Next time you find a strand of hair at a crime scene, pray the suspect doesn’t like the color of his or her natural hair.
Japanese researchers have developed a new method that can identify the difference between single hairs colored with different hair dye products. The method is based on the combination of surface-enhanced Raman spectroscopy (SERS) and X-ray fluorescence (XRF) analysis. In this case, the technologies are two pieces of a whole.
“SERS can easily detect the overall differences in composition between different types of hair dyes, such as permanent, semi-permanent, or natural dyes. However, it is not enough to distinguish between hair coloring products that contain or produce similar dyes,” explained study author Shinsuke Kunimura, a professor at Tokyo University of Science. “To do this, we relied on XRF analysis, which can detect the presence of metallic elements used in the ingredients of hair dye products."

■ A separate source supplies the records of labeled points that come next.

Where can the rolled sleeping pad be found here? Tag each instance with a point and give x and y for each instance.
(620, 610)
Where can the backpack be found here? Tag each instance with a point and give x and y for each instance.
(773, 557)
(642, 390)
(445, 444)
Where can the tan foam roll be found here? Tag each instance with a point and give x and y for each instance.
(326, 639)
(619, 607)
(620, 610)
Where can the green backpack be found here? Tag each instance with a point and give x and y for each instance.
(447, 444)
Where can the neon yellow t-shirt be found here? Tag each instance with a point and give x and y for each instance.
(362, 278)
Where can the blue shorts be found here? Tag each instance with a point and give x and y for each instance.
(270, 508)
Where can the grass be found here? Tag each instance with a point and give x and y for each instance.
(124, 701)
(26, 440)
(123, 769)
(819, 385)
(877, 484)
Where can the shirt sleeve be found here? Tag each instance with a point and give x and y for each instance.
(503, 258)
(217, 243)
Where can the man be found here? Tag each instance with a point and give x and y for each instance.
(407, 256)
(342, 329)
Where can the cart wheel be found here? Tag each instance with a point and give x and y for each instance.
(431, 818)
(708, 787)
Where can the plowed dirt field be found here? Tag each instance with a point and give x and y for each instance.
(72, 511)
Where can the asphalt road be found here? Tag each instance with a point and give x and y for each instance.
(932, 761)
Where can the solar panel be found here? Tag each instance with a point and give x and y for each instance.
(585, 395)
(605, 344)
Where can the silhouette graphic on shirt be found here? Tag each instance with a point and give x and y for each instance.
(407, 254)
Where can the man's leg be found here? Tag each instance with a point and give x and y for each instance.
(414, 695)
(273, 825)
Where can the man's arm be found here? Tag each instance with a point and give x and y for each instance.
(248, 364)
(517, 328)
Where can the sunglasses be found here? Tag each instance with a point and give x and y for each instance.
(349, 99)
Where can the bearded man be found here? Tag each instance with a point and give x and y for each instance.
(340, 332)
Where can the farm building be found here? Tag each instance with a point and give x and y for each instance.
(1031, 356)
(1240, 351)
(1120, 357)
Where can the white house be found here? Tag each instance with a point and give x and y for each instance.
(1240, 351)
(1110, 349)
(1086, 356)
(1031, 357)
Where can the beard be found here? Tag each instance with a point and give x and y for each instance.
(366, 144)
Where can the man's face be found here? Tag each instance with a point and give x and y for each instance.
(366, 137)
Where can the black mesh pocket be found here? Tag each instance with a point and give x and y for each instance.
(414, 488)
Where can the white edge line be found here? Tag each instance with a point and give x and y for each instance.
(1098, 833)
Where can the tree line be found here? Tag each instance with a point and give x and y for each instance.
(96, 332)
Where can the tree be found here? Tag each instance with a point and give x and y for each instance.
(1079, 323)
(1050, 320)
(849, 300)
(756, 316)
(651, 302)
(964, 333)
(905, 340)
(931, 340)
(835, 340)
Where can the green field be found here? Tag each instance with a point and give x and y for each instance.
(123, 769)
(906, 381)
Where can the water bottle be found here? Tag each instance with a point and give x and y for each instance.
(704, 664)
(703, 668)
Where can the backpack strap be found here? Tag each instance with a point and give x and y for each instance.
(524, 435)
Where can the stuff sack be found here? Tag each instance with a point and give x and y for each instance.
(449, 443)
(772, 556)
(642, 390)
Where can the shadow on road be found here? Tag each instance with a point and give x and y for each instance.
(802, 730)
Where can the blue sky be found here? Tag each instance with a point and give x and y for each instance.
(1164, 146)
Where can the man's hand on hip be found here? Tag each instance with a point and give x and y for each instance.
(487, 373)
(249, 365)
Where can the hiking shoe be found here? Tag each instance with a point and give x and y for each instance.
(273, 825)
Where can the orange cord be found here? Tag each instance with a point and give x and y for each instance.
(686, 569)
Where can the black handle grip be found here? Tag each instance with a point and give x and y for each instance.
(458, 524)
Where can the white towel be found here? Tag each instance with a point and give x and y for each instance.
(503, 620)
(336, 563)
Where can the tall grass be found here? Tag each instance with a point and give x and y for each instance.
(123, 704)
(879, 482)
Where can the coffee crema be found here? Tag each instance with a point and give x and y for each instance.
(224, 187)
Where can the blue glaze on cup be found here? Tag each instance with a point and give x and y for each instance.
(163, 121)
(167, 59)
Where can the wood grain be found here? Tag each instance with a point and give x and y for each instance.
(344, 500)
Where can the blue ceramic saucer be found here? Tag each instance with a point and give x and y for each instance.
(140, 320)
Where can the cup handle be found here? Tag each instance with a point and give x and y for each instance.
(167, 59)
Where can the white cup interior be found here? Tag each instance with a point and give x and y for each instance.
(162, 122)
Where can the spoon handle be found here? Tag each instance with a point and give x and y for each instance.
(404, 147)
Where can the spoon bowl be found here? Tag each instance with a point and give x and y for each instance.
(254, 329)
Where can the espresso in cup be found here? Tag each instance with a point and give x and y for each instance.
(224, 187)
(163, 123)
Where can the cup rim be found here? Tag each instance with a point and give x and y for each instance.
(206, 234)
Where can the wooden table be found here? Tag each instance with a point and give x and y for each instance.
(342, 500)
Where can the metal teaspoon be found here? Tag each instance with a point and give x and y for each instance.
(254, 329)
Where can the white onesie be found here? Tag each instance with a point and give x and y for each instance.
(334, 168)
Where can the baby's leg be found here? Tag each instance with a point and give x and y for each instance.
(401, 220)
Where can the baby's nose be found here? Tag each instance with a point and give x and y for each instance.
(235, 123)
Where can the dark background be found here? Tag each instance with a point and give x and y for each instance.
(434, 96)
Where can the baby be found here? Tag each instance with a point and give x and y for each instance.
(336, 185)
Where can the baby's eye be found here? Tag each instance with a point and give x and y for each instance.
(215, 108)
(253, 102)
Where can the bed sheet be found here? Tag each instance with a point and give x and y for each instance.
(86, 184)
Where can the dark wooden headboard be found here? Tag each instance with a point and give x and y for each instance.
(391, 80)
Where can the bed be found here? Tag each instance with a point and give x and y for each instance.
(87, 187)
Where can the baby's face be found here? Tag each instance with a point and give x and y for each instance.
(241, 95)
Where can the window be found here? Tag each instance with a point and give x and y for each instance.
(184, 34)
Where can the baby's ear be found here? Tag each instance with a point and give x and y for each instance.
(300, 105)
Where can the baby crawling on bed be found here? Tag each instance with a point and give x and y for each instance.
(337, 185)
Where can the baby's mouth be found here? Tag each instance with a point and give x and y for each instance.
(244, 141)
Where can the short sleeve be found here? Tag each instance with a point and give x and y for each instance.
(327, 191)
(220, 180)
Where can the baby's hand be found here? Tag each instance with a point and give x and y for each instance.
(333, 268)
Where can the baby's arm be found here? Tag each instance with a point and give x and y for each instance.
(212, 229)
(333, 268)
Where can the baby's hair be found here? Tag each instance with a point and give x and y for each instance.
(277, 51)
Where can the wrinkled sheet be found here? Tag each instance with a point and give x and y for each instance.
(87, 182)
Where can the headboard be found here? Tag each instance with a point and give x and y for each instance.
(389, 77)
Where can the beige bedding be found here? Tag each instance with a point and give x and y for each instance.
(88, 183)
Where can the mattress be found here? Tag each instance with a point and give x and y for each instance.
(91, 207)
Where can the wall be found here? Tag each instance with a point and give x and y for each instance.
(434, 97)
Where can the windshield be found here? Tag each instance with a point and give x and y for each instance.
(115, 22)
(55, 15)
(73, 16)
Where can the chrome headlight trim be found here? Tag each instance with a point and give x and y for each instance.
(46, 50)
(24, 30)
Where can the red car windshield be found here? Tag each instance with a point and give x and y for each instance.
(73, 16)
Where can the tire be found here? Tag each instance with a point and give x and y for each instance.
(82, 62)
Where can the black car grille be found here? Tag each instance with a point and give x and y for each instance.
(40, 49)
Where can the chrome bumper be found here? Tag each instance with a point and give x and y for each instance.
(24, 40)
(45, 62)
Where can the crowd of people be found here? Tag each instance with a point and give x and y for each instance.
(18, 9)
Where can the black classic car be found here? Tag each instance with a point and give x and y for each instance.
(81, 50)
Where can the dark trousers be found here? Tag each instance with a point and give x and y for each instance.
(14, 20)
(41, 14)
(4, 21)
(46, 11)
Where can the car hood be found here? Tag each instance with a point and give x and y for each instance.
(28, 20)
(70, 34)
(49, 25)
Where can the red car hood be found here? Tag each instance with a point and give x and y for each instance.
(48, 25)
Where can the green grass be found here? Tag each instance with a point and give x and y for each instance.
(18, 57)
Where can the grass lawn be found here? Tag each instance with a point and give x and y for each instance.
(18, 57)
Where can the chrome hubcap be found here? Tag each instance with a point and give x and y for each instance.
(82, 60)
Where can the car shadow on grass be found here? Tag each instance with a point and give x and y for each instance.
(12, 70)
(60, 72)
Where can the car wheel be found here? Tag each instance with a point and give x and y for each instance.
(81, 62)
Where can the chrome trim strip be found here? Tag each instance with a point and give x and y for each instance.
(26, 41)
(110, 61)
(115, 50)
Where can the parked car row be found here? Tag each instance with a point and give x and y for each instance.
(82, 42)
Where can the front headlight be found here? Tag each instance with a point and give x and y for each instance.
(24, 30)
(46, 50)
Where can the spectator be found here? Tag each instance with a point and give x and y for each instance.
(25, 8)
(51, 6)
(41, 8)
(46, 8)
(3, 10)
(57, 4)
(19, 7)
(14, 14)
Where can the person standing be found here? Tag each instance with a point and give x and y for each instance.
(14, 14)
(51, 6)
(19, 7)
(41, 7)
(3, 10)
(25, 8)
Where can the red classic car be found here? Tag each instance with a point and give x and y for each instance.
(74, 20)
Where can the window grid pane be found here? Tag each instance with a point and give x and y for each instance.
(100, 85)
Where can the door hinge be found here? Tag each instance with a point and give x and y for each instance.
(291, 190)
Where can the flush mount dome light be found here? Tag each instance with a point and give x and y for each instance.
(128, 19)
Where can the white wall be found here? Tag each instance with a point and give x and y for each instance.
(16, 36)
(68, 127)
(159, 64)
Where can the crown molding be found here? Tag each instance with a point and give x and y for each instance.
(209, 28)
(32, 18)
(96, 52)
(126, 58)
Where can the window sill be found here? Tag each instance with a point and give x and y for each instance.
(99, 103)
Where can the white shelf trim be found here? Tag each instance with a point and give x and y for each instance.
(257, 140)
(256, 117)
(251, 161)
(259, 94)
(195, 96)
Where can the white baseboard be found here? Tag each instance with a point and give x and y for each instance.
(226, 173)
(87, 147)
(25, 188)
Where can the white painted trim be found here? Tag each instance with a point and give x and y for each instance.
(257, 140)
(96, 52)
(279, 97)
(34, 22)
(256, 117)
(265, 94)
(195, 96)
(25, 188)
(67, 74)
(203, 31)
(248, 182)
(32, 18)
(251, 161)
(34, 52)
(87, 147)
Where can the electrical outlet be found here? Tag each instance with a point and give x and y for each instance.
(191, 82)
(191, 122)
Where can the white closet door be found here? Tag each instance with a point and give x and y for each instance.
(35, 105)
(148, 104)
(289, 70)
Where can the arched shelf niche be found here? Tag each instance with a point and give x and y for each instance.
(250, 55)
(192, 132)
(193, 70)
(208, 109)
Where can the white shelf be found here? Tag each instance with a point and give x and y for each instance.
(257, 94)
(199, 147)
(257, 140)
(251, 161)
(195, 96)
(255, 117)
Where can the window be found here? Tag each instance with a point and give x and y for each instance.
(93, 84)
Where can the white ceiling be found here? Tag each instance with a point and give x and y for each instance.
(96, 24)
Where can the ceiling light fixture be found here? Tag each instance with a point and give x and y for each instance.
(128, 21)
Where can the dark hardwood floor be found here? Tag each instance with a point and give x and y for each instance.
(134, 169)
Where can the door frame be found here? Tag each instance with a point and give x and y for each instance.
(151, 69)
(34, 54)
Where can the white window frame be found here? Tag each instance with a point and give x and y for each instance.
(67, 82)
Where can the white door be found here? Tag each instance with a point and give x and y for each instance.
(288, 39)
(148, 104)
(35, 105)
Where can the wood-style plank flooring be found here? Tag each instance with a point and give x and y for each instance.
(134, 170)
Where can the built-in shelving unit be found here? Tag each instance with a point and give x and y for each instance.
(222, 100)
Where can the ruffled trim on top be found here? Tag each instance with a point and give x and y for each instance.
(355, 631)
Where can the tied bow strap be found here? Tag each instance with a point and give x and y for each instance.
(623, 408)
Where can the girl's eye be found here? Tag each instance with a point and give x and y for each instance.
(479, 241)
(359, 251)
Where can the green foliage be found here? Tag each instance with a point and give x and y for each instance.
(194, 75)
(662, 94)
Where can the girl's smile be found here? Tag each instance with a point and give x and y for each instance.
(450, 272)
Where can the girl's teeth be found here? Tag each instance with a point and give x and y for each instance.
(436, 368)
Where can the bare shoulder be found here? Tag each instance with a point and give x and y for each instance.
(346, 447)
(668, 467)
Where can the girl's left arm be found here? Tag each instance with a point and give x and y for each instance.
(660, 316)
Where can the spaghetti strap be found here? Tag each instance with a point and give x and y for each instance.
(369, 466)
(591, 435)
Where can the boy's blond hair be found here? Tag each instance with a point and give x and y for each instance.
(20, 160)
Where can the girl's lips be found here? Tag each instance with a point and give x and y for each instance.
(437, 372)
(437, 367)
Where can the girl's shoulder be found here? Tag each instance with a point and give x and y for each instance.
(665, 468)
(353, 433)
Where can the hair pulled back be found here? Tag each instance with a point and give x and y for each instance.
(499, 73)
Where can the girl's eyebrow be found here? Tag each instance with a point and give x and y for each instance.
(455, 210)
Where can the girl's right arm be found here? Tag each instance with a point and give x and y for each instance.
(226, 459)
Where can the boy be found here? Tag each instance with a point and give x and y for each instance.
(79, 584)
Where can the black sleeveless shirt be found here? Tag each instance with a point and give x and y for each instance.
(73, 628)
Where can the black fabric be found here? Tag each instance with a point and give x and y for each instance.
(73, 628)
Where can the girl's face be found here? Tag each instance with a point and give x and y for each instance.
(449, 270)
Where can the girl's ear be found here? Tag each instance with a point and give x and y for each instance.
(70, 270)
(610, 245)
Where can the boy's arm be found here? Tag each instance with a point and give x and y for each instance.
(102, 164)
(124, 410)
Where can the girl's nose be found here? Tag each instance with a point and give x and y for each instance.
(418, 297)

The research team performed their experiment using five different permanent and semi-permanent hair dyes on white pig hair. The hair sample was first sandwiched between a quartz glass substrate and a silver evaporated film, as well as sandwiched between two quartz glass substrates.
One day post-dying, the researchers recorded strong Raman peaks for the samples sandwiched between the substate and film, but noticeable peaks were not detected when the sample was between the two glass substrates.
“This result shows that the intensities of Raman peaks originating from hair dye product can be enhanced by performing SERS,” the researchers wrote in their paper, published in Analytical Sciences.
Still, even with that boost, the SERS spectral pattern for hair dyes that contain similar types of dye did not produce presentative enough peaks. Thus, Kunimura and team turned to XRF analysis to see if it could detect characteristic metallic elements originating from the hair dye.
Indeed, XRF was able to detect iron, potassium, manganese and titanium from a single strand of dyed pig hair. In combination with the SERS data, researchers confirmed the method can positively identify the difference among hair dyed by different products. Additionally, both SERS and XRF are non-destructive methods, meaning further forensic analysis, such as DNA analysis, can be performed in the future, if need be.
Lastly, in their proof-of-concept experiment, the researchers purposely used portable Raman and XRF spectrometers to demonstrate easy on-site analysis, indicating the usefulness of the new technique at a crime scene.
“Therefore, the analysis of hair gathered at a crime scene using this combination can contribute to the rapid acquisition of information about the criminal and specifying the criminal,” the researchers conclude.